Experimental results based on five different benchmarks show that the proposed BSEMD-Transformer framework is a powerful tool for REB diagnosis, reaching 98.2% classification accuracy at least for all tests, regardless of the used dataset.
By proposing a modified Time-Series Transformer model, we have successfully addressed the limitations of traditional classifiers through the self-attention mechanism, which not only automatically learns discriminative feature interactions but also provides interpretable decision-making. The new architecture demonstrates consistent performance across diverse operating conditions of loads and speed. The BSEMD-Transformer framework showcases strong practical industrial applicability. It demonstrates excellent computational efficiency, boasting a 1.2 ms inference time per sample, and superior noise immunity, making it highly suitable for real-time condition monitoring applications. Hence, it is judged as consistent, robust, and accurate, even under variable conditions of speed and loads.

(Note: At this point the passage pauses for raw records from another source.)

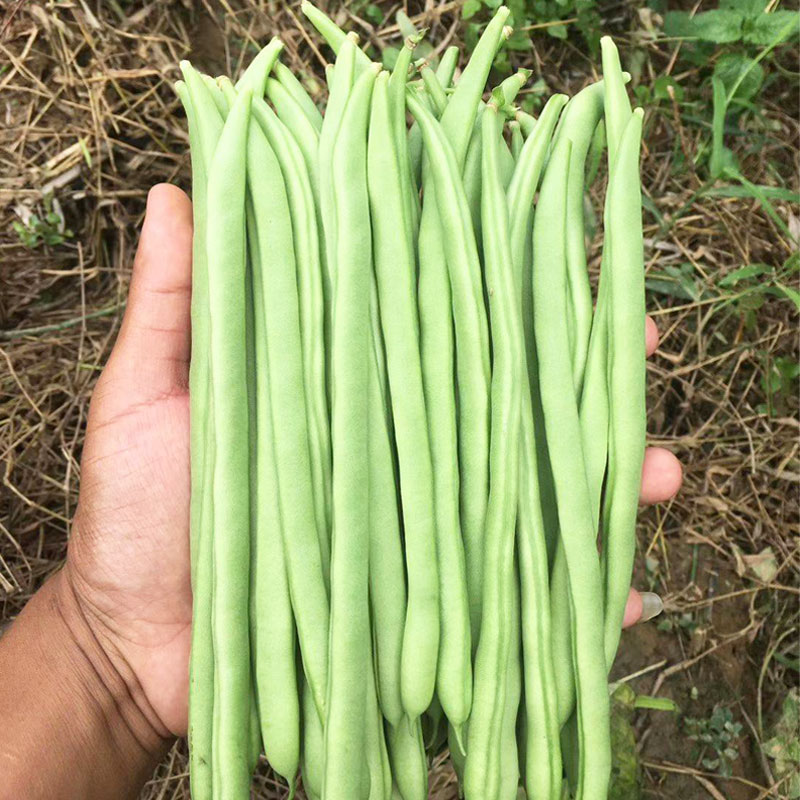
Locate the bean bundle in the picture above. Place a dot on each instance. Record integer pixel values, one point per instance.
(411, 426)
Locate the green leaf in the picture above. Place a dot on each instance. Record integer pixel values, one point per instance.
(405, 24)
(374, 14)
(557, 31)
(389, 57)
(470, 8)
(718, 158)
(716, 26)
(772, 29)
(661, 88)
(655, 703)
(772, 192)
(735, 68)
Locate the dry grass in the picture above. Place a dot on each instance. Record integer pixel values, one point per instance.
(88, 112)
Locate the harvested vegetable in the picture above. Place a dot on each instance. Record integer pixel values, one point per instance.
(417, 438)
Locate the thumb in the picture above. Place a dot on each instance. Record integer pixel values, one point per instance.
(151, 355)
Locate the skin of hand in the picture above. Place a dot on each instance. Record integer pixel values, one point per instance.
(128, 561)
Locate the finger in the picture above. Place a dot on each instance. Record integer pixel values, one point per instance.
(641, 607)
(650, 336)
(662, 475)
(155, 335)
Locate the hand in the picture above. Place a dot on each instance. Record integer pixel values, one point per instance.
(128, 561)
(661, 478)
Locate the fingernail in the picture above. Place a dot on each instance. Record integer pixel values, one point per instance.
(652, 606)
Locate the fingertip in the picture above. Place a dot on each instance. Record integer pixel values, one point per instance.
(650, 335)
(662, 475)
(169, 201)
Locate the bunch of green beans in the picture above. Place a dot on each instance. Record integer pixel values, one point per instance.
(416, 435)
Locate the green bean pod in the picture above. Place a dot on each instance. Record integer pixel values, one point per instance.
(337, 100)
(291, 83)
(332, 33)
(387, 585)
(255, 76)
(536, 521)
(509, 743)
(304, 133)
(447, 66)
(457, 123)
(275, 277)
(484, 765)
(312, 754)
(517, 139)
(434, 89)
(349, 629)
(394, 270)
(377, 758)
(472, 345)
(397, 99)
(225, 247)
(434, 293)
(408, 760)
(201, 677)
(626, 380)
(562, 428)
(527, 122)
(580, 118)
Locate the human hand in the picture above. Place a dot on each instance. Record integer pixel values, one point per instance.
(661, 479)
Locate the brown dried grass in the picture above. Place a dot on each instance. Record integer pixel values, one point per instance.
(88, 111)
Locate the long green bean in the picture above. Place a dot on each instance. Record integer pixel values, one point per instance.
(255, 76)
(572, 493)
(309, 279)
(349, 630)
(626, 380)
(201, 678)
(394, 269)
(289, 81)
(278, 285)
(482, 776)
(332, 33)
(458, 246)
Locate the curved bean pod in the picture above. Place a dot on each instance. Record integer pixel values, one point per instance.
(482, 775)
(309, 279)
(225, 246)
(275, 280)
(394, 270)
(201, 673)
(255, 76)
(472, 345)
(566, 458)
(626, 380)
(408, 760)
(332, 33)
(289, 81)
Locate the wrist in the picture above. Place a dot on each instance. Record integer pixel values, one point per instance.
(72, 726)
(103, 670)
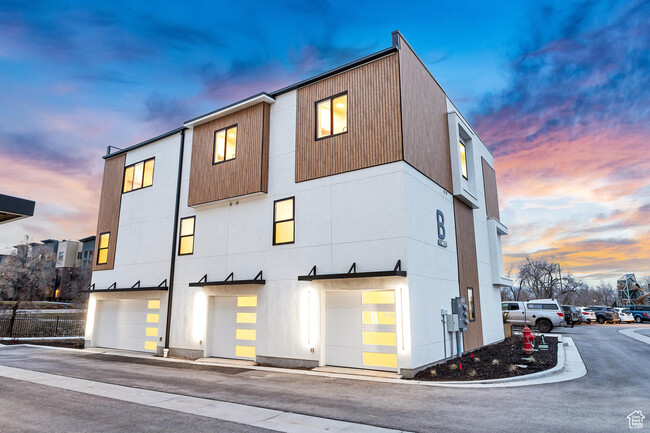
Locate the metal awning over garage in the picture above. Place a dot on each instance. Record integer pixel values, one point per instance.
(14, 208)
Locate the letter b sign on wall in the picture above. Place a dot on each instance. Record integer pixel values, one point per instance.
(440, 217)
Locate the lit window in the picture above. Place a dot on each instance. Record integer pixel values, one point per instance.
(283, 221)
(463, 159)
(332, 116)
(225, 144)
(186, 242)
(470, 303)
(137, 176)
(102, 252)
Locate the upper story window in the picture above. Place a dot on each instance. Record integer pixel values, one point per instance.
(332, 116)
(137, 176)
(470, 304)
(463, 159)
(225, 144)
(283, 221)
(186, 242)
(102, 252)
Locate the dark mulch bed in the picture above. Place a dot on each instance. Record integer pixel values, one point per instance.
(495, 361)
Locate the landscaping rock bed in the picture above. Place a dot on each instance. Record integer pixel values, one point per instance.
(496, 361)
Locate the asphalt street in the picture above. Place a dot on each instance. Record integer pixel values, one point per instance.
(616, 385)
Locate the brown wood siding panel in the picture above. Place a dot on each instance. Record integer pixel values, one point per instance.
(240, 176)
(468, 270)
(109, 208)
(374, 122)
(490, 190)
(424, 120)
(265, 147)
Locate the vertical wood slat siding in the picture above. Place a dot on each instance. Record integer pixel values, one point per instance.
(374, 121)
(109, 208)
(468, 270)
(246, 174)
(490, 188)
(424, 120)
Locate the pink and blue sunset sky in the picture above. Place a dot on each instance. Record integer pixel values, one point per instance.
(559, 90)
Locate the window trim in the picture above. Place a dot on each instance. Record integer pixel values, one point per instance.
(144, 163)
(225, 149)
(293, 214)
(180, 236)
(461, 141)
(470, 306)
(347, 116)
(99, 247)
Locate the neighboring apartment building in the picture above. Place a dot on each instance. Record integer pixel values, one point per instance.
(326, 223)
(72, 257)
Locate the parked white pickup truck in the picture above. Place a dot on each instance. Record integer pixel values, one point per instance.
(543, 314)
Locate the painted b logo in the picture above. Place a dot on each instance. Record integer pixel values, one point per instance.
(441, 224)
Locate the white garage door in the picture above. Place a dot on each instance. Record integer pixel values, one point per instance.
(129, 324)
(360, 329)
(233, 327)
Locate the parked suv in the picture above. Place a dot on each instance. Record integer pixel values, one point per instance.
(571, 315)
(543, 314)
(604, 314)
(640, 312)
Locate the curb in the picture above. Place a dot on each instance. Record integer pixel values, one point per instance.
(524, 380)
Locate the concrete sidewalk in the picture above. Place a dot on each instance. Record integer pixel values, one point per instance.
(242, 414)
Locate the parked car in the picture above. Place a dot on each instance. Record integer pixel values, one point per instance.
(543, 314)
(625, 314)
(640, 312)
(571, 315)
(588, 316)
(604, 314)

The experimental validation reveals several important insights: bispectral amplitude features (F1–F3) show a strong correlation (Pearson coefficient > 0.92) with fault severity; phase entropy (Pe) provides distinct clustering patterns for different fault types; and Weighted Frequency Centers (WCOBs) enable the precise localization of defect positions. These findings strongly suggest that the combination of higher-order spectral analysis with deep learning architectures offers a powerful paradigm for machinery fault diagnosis. The BSEMD-Transformer framework successfully bridges the gap between advanced signal processing and modern machine learning, thereby providing both high diagnostic accuracy and operational robustness. This work significantly contributes to the advancement of intelligent maintenance machines by providing a theoretically grounded yet practical solution for bearing fault diagnosis, with potential applications across various industrial sectors.
As a limitation, although we benchmarked against standard machine learning baselines, we did not compare our approach directly with alternative signal decomposition techniques such as Variational Mode Decomposition (VMD) or wavelet-based methods. Incorporating such comparisons would clarify whether the transformer learns complementary representations or simply replicates what decompositions offer. Additionally, hyperparameter choices (e.g., sequence length, number of attributes, transformer depth) were tuned for our setting; their optimal values may differ in other contexts. Thereby, perspective future works will involve acquiring more diverse investigations, performing controlled comparisons with signal decomposition methods, and exploring robustness to changes in feature extraction, to more comprehensively validate and extend the applicability of our model. Furthermore, we will focus on extending the framework to multi-fault scenarios and compound defect diagnosis, developing online learning capabilities for adaptive condition monitoring, integrating with prognostic models for remaining useful life prediction, and applying it to a broader range of rotating machinery components.